Unnamed: 0,track_name,size_bytes,price_dollars,user_rating,prime_genre,lang.num
0,Facebook,389879808,0.0,3.5,Social Networking,29
1,Instagram,113954816,0.0,4.5,Photo & Video,29
2,Clash of Clans,116476928,0.0,4.5,Games,18
3,Temple Run,65921024,0.0,4.5,Games,1
4,Pandora - Music & Radio,130242560,0.0,4.0,Music,1


In [13]:
available_categories = data['prime_genre'].unique()
print(available_categories)

['Social Networking' 'Photo & Video' 'Games' 'Music' 'Reference'
 'Health & Fitness' 'Weather' 'Utilities' 'Travel' 'Shopping' 'News'
 'Navigation' 'Lifestyle' 'Entertainment' 'Food & Drink' 'Sports' 'Book'
 'Finance' 'Education' 'Productivity' 'Business' 'Catalogs' 'Medical']


In [14]:
# encode categorical variables
encoder = LabelEncoder()
data['prime_genre'] = encoder.fit_transform(data['prime_genre'])
print(data['prime_genre'].unique())

[18 14  7 11 16  8 22 21 20 17 13 12  9  4  6 19  0  5  3 15  1  2 10]


In [15]:
# select the relevant features and target variable
X = data[['size_bytes','price_dollars','prime_genre','lang.num']]
y = data['user_rating']

In [16]:
from sklearn.model_selection import train_test_split
from sklearn.neighbors import KNeighborsRegressor
from sklearn.metrics import r2_score, mean_absolute_error, mean_squared_error
import numpy as np

# select the relevant features and target variable
X = data[['size_bytes', 'price_dollars','prime_genre', 'lang.num']]
y = data['user_rating']

# split data into training and testing sets
X_train, X_test, y_train, y_test = train_test_split(X, y, test_size=0.2, random_state=42)

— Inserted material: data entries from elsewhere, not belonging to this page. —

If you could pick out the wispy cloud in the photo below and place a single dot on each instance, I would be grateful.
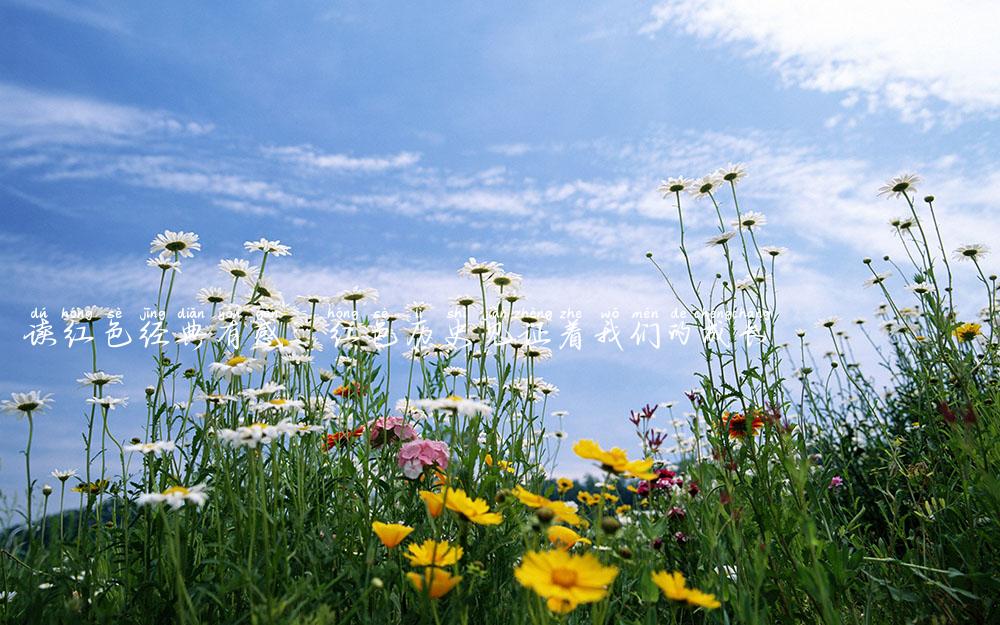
(310, 157)
(929, 61)
(74, 12)
(31, 117)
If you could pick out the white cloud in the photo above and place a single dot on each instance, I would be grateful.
(32, 117)
(310, 157)
(929, 61)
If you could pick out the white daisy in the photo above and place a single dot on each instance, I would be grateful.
(237, 268)
(418, 307)
(99, 378)
(181, 243)
(675, 185)
(750, 220)
(176, 497)
(454, 404)
(878, 278)
(211, 295)
(156, 448)
(358, 295)
(236, 366)
(732, 173)
(828, 322)
(720, 239)
(971, 252)
(905, 183)
(506, 280)
(24, 403)
(165, 262)
(108, 402)
(63, 474)
(274, 248)
(473, 267)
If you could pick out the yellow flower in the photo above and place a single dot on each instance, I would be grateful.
(967, 332)
(475, 510)
(391, 534)
(529, 499)
(564, 538)
(563, 511)
(565, 580)
(615, 460)
(674, 586)
(437, 582)
(432, 553)
(588, 499)
(434, 501)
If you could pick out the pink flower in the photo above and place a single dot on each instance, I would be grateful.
(418, 454)
(389, 430)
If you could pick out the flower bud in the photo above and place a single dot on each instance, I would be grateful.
(610, 525)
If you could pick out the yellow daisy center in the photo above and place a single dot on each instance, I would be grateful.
(564, 577)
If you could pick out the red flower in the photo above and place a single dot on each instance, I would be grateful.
(737, 425)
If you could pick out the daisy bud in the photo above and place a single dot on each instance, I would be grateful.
(545, 515)
(610, 525)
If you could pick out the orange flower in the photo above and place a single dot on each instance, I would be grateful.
(434, 501)
(339, 438)
(391, 534)
(615, 460)
(436, 582)
(351, 389)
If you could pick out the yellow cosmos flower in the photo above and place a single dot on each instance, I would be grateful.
(434, 581)
(967, 332)
(674, 586)
(565, 580)
(564, 538)
(391, 534)
(615, 460)
(433, 553)
(475, 510)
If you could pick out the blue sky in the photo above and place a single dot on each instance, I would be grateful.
(388, 142)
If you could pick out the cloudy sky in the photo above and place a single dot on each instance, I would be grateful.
(388, 142)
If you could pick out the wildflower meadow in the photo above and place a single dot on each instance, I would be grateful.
(281, 477)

# train the model on the training set
model = KNeighborsRegressor(n_neighbors=100)
model.fit(X_train, y_train)

# predict the target variable for the test set
y_pred = model.predict(X_test)

# calculate r2-score, mean absolute error, and root mean squared error
r2 = r2_score(y_test, y_pred)
mae = mean_absolute_error(y_test, y_pred)
rmse = np.sqrt(mean_squared_error(y_test, y_pred))

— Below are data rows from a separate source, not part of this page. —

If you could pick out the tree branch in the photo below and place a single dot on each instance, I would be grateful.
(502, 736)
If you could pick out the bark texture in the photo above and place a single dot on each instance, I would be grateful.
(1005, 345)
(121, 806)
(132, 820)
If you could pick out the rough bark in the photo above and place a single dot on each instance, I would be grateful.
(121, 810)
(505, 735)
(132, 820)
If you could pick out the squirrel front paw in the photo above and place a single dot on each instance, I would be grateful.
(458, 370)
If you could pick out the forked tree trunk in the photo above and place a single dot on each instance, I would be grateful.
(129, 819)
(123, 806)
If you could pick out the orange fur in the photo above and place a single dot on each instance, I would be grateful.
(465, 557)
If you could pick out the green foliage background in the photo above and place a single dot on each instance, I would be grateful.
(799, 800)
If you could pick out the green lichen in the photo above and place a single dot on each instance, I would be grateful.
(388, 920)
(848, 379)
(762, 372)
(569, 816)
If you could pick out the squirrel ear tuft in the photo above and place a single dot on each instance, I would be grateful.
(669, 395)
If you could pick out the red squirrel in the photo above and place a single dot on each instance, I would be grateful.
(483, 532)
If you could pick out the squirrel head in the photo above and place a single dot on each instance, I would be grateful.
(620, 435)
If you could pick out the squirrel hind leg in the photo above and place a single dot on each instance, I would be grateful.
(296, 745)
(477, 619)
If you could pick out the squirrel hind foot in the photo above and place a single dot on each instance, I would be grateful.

print(f"The r2-score of the model is {r2:.2f}")
print(f"The mean absolute error of the model is {mae:.2f}")
print(f"The root mean squared error of the model is {rmse:.2f}")

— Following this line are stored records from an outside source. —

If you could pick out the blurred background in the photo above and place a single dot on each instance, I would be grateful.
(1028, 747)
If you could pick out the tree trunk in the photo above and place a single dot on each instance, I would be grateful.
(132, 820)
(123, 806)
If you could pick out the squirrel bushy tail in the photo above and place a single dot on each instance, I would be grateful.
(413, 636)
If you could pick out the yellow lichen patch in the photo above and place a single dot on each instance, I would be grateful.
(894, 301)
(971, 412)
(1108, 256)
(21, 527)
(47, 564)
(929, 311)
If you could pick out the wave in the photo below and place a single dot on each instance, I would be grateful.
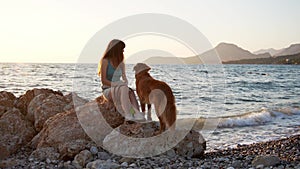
(261, 117)
(256, 118)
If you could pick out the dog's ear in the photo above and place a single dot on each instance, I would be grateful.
(141, 67)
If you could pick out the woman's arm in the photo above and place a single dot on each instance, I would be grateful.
(124, 73)
(104, 80)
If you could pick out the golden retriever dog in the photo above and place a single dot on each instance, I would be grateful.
(151, 91)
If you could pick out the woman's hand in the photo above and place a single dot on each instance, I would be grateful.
(120, 83)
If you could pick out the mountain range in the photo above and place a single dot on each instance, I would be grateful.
(226, 52)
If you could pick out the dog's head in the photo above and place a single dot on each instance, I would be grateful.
(141, 67)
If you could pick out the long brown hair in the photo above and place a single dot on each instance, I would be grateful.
(113, 53)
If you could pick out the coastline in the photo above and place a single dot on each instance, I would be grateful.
(41, 150)
(285, 153)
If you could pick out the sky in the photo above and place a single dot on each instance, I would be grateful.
(58, 30)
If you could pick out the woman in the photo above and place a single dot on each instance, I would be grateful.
(111, 69)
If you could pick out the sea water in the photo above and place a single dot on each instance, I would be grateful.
(242, 104)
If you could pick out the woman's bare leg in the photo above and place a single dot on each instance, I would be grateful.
(123, 93)
(133, 99)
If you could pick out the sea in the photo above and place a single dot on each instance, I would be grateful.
(240, 104)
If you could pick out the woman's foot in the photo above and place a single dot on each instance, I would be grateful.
(135, 115)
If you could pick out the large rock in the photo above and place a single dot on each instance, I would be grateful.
(15, 132)
(66, 131)
(142, 140)
(23, 101)
(73, 100)
(63, 132)
(42, 154)
(97, 121)
(6, 101)
(43, 107)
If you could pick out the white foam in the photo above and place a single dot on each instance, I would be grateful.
(249, 119)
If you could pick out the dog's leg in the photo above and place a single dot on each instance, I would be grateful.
(149, 118)
(143, 107)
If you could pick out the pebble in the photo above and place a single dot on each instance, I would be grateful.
(240, 157)
(94, 150)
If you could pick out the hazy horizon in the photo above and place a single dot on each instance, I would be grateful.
(57, 31)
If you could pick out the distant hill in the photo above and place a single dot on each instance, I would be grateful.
(271, 51)
(172, 60)
(293, 49)
(289, 59)
(229, 53)
(221, 53)
(163, 60)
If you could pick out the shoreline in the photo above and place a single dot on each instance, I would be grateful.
(285, 152)
(51, 137)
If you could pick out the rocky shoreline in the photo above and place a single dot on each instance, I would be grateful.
(40, 129)
(283, 153)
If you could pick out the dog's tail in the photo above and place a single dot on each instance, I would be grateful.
(171, 116)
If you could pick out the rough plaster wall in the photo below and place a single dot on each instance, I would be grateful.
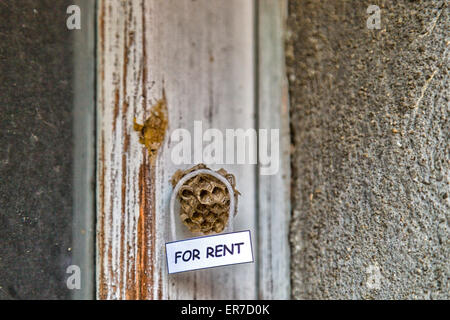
(369, 112)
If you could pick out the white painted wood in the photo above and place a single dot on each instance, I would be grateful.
(274, 190)
(202, 54)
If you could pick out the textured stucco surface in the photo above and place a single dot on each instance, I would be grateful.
(370, 131)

The r2-score of the model is 0.05
The mean absolute error of the model is 1.08
The root mean squared error of the model is 1.44


In [18]:
import pandas as pd
import warnings

warnings.filterwarnings("ignore") # to avoid the printing of a warning which does not affect the code

# define the bins and labels
bins = [0, 1, 2, 3, 4, 5] # the bins are based on the rating scale from 1 to 5
labels = ['Low', 'Medium-Low', 'Medium', 'Medium-High', 'High']

# get user inputs
print("Available app genres are : ")
for i in available_categories:
    print(i)

while True:
  user_category = input('Enter the genre of the app : ')
  if user_category in available_categories:
     break
  else :
      print(f"{user_category} is not a valid genre. Please enter a valid genre.")

while True:
  try:
    price = float(input('Enter the price of the app in dollars : '))
    if price<0:
      raise ValueError
    break
  except ValueError:
    print("Price should be a positive number.Please enter a valid price")

while True:
  try:
    size = float(input('Enter the size of the app in bytes : '))
    if size<0:
      raise ValueError
    break
  except ValueError:
        print("Size should be a positive number.Please enter a valid size")

while True:
  try:
    lang_num = float(input('Enter the number of supported languages : '))
    if lang_num<0:
      raise ValueError
    break
  except ValueError:
        print("Language number should be a positive number.Please enter a valid number")

# encode user input category
user_category = encoder.transform([user_category])[0]

# predict the user rating
rating = model.predict([[size,price,user_category,lang_num]])[0]

# categorize the success rate
success_category = pd.cut([rating], bins=bins, labels=labels)[0]

# print the result
print(f"The predicted rating of the app will be around {rating}, which falls under the {success_category} success category.")

Available app genres are : 
Social Networking
Photo & Video
Games
Music
Reference
Health & Fitness
Weather
Utilities
Travel
Shopping
News
Navigation
Lifestyle
Entertainment
Food & Drink
Sports
Book
Finance
Education
Productivity
Business
Catalogs
Medical
game is not a valid genre. Please enter a valid genre.
The predicted rating of the app will be around 3.76, which falls under the Medium-High success category.